For Postscript install the .bmap file and the file with no suffix. For
Trutype just install the .suit file. Do not install both Postscript and
Truetype unless you rename one of the suitcases so that they will not
conflict.
MS DOS: Where you install the fonts will depend on the program you
are using. Consult your manual for more information.
Windows: Click on the Control Panel icon. In the Control Panel
click on Fonts icon. Select add fonts. In some cases you may need to also
add the fonts specifically to the programs you are using. Consult the
program manual for more information.

TROUBLESHOOTING
Font Appears as Boxes (Macintosh): First, check to make sure that
none of the characters display properly. Some calligraphic, display and
decorative initials fonts may have only upper or lower case characters, but
not both. This is not a defect, but a traditional characteristic of those
types of alphabets. This is an indication that the font is too complex for
the memory configuration which you are currently using. This is most
likely to happen when using the Postscript versions under system 6.X, on a
68000 Macintosh, or on a system with less than 4 megabytes of system
memory. However, with more complex fonts it can occur with more powerful
systems. It can also be the result of programs which have poor memory
management. In some cases assigning additional memory to the application
you are using can solve this problem, but the more complex the font is, the
more memory it demands.
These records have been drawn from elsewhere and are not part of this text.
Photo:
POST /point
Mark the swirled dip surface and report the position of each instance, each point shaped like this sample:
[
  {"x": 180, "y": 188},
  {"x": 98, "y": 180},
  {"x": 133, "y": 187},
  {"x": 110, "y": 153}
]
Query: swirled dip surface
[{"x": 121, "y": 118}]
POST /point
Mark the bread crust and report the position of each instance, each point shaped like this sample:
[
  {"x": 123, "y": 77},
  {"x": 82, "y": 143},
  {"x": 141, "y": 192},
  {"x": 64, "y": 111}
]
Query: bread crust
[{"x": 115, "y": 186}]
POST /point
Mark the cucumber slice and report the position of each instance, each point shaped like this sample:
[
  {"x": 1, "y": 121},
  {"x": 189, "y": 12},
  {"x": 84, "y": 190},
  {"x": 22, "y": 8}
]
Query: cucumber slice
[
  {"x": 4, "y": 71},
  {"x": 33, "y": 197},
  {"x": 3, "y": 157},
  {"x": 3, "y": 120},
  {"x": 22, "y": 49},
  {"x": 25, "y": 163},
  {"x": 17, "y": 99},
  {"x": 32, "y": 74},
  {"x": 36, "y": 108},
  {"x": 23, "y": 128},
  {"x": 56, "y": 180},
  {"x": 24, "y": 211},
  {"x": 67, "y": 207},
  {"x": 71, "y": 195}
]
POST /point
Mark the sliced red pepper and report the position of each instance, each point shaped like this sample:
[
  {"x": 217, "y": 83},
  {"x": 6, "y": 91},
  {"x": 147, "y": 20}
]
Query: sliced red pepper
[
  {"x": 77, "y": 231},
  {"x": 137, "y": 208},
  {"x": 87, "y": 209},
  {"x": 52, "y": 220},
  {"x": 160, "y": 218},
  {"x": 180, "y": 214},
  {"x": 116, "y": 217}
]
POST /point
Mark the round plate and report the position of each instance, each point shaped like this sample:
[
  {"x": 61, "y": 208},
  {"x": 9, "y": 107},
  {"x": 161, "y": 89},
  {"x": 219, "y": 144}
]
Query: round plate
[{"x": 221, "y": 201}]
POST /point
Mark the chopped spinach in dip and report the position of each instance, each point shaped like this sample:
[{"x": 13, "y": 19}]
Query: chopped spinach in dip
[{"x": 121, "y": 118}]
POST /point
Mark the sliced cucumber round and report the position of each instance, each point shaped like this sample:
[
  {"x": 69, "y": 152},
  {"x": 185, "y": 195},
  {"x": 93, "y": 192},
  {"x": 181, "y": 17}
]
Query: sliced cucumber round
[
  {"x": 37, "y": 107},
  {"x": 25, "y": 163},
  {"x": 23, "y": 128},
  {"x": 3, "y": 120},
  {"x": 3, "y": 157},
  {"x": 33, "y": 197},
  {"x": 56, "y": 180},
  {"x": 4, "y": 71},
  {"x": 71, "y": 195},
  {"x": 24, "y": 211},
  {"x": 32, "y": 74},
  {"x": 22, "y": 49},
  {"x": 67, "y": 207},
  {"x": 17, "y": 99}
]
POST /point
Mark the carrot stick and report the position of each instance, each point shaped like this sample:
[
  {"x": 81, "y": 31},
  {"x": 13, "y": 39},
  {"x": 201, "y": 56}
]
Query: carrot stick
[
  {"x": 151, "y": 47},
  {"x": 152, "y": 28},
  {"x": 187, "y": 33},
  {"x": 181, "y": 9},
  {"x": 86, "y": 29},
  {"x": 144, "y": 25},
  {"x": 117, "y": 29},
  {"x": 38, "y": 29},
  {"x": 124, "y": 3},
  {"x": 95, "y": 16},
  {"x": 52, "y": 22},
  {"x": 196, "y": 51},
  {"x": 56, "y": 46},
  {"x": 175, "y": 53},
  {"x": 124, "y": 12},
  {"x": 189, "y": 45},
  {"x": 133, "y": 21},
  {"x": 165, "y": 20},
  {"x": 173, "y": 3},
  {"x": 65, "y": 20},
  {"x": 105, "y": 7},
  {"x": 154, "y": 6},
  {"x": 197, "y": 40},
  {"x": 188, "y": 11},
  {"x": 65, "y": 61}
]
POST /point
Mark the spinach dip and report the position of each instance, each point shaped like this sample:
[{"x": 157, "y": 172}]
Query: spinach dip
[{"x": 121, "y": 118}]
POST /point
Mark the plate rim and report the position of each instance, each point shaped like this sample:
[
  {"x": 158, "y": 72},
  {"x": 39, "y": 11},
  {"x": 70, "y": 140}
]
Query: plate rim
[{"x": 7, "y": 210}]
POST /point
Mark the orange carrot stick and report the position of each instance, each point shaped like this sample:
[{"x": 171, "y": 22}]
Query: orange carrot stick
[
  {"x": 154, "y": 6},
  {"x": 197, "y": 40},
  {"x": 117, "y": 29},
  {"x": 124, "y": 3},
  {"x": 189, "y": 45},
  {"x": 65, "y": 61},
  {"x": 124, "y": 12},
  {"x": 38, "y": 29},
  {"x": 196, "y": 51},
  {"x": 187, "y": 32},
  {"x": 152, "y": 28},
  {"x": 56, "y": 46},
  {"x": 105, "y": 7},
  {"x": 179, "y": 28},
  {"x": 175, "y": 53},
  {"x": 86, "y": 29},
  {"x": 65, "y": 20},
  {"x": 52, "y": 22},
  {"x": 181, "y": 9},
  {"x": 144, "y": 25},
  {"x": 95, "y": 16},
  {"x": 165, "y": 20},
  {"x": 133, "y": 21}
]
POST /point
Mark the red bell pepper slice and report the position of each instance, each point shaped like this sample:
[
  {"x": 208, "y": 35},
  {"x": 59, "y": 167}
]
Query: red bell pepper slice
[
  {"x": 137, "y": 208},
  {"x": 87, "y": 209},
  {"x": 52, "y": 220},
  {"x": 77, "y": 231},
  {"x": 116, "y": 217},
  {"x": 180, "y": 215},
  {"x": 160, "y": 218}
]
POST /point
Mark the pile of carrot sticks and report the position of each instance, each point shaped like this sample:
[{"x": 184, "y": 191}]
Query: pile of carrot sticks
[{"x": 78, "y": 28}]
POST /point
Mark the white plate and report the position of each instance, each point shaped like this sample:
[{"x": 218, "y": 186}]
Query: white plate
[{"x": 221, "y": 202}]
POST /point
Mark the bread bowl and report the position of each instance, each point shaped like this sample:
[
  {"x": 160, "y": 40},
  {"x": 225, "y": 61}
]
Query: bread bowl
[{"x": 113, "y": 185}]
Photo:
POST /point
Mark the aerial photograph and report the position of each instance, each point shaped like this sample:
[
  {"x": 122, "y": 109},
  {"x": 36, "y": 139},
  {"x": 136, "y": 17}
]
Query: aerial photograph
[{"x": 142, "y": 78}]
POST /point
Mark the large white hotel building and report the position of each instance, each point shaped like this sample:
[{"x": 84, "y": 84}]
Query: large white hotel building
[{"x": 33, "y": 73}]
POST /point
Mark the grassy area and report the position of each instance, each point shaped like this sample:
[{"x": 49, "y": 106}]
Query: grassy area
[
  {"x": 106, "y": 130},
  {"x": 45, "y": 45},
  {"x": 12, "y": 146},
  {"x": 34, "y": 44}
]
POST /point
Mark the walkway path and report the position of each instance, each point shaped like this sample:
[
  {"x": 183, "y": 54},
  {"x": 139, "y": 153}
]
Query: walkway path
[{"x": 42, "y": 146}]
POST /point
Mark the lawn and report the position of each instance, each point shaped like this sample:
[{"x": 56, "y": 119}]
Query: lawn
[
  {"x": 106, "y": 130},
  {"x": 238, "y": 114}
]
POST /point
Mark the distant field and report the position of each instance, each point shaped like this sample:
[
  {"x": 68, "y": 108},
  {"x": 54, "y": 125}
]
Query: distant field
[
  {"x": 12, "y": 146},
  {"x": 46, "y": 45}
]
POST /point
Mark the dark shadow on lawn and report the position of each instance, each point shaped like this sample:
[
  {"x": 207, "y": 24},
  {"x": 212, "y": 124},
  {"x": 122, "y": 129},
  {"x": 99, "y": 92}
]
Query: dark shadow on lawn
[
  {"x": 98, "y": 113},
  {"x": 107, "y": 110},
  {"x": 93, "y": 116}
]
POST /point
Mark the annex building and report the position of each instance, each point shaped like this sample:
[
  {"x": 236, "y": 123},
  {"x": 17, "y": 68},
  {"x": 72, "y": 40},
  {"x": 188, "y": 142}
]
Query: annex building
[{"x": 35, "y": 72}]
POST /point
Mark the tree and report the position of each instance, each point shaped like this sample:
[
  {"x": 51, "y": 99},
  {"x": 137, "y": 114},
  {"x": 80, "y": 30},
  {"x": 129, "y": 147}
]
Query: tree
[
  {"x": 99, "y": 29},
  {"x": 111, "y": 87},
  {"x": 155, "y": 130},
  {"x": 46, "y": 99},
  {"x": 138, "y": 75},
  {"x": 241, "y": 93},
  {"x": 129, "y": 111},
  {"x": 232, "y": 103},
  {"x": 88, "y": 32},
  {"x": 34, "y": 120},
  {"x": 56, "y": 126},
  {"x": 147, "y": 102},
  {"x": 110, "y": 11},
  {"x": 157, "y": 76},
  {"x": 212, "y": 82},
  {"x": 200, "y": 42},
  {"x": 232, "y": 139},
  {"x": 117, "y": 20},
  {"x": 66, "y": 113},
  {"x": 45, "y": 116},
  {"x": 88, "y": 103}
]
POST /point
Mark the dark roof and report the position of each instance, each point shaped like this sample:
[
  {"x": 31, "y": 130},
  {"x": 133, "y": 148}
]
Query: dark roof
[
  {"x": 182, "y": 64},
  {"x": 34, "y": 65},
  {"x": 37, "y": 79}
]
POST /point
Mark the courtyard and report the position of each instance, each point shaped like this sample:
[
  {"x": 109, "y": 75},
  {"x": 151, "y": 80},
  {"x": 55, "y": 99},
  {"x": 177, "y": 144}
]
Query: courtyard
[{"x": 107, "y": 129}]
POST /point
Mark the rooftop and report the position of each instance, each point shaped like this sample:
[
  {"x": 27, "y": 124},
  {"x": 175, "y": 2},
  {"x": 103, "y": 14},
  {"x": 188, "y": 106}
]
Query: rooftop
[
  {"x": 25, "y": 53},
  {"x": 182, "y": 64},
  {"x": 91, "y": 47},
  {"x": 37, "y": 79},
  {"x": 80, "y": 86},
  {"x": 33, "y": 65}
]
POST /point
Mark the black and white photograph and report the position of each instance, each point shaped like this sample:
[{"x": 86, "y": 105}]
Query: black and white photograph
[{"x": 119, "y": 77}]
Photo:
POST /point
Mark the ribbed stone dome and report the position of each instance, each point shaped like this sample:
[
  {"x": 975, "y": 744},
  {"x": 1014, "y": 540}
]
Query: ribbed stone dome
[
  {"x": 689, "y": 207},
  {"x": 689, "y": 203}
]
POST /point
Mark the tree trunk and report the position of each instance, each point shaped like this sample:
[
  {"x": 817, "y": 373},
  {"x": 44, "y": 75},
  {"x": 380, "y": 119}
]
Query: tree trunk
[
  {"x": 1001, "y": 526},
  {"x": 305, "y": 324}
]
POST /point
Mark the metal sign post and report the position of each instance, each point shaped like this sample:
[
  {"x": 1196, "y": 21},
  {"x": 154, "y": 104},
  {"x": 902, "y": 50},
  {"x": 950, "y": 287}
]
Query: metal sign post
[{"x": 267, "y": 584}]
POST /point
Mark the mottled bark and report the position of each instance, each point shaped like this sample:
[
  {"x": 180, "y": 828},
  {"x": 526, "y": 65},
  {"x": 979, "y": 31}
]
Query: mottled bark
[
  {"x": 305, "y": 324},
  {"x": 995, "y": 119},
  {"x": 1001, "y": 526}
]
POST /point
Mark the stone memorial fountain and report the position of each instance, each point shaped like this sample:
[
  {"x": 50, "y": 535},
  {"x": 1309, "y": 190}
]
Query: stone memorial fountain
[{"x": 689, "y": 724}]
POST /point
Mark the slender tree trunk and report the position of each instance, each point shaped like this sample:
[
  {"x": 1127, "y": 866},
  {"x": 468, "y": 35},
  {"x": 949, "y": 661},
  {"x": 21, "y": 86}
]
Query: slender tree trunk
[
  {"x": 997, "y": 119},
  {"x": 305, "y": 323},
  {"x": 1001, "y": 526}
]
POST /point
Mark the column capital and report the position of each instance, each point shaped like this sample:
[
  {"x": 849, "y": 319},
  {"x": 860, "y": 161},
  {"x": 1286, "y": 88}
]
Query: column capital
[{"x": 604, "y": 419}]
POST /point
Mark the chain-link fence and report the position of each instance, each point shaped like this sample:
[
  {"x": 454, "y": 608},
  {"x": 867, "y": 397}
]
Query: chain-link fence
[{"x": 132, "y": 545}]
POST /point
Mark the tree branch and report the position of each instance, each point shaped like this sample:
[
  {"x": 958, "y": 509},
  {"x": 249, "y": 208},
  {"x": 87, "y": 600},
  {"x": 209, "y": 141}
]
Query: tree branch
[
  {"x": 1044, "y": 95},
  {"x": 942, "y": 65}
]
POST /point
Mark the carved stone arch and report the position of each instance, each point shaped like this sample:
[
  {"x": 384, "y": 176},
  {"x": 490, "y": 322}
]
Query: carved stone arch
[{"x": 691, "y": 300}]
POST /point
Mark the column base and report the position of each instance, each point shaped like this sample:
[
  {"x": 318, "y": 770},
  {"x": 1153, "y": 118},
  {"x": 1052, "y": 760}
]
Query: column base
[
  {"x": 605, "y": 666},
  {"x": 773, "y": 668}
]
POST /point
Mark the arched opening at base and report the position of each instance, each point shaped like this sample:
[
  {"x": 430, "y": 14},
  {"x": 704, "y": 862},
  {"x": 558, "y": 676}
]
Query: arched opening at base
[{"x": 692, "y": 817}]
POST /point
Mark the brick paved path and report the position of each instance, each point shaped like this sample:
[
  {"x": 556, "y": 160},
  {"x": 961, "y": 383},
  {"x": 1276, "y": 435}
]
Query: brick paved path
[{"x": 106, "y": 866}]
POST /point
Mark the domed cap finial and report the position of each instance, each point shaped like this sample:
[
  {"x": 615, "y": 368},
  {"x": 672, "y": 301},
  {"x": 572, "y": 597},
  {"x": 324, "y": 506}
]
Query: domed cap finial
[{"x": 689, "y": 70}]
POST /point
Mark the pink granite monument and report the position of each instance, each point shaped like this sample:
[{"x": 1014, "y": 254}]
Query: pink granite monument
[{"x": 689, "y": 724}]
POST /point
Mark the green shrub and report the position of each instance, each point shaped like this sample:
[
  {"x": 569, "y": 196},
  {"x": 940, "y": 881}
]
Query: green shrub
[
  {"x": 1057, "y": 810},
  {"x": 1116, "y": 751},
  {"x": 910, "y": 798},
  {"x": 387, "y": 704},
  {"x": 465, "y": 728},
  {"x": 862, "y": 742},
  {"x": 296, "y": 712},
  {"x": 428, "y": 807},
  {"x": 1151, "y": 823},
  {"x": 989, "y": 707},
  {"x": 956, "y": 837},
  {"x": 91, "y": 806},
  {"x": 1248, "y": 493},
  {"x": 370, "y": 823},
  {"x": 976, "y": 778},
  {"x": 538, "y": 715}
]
We have never encountered any problems on any
systems which have a 68030 or better processor and at least 8 megabytes of
memory, but some of the newer Macintoshes, although nominally equivalent to
an SE/30 or better, have inexplicably poor memory management. In the worst
case scenario your system just may not be able to run some of the most
complex fonts without some sort of hardware or software upgrade.
Font Not Visible on Screen or Appears Only in Small Point Sizes
(PC): This is essentially the same problem as the one noted above on the
Macintosh. It means that your system is not powerful enough to handle the
number of points in the font you're trying to use. This problem is
particularly troublesome with PCs running Windows, but it will be fixed
with the release of Windows95. This generally occurs with art and
decorative initials fonts, but the limitations on the PC are even more
severe than on the Macintosh, so on older systems it may occur with less
complex fonts as well. It is less likely to happen with TrueType fonts
than with Postscript, and can only be dealt with by getting a more powerful
PC. Generally a 486 or better with at least 8 megabytes of memory should
have no problems. If you cannot upgrade your hardware you may find that you
can still use the more complex fonts in a limited context. Generally you
should be able to use smaller point sizes with multiple characters, or
print one or two individual characters in larger point sizes, even if they
don't appear on the screen.
Font Appears Not to Have Apostrophes: This is a quirk of certain
word processing programs which can be configured to use a non-standard
apostrophe character in place of the standard apostrophe included in all
our fonts. Some programs, including Microsoft Word may come configured to
use the alternative apostrophes. Consult your manual to reconfigure the
software, or for the key combination necessary to access the correct
apostrophe.
Font Prints with Rays or Lines on it: Generally a problem with
Postscript versions of the most complex fonts and certain art or font
sampling programs. Not much you can do except try a different program.
Font Prints Only Some Lines of Some Characters (PC): This is
another function of PCs with insufficient memory, generally only with those
fonts with many overlapping points, particularly decorative initials. This
may be fixable by changing the settings on your printer (see printer
manual). Alternatively it should not be a problem if you print only a few
characters at a time, which is normal use for this type of font anyway.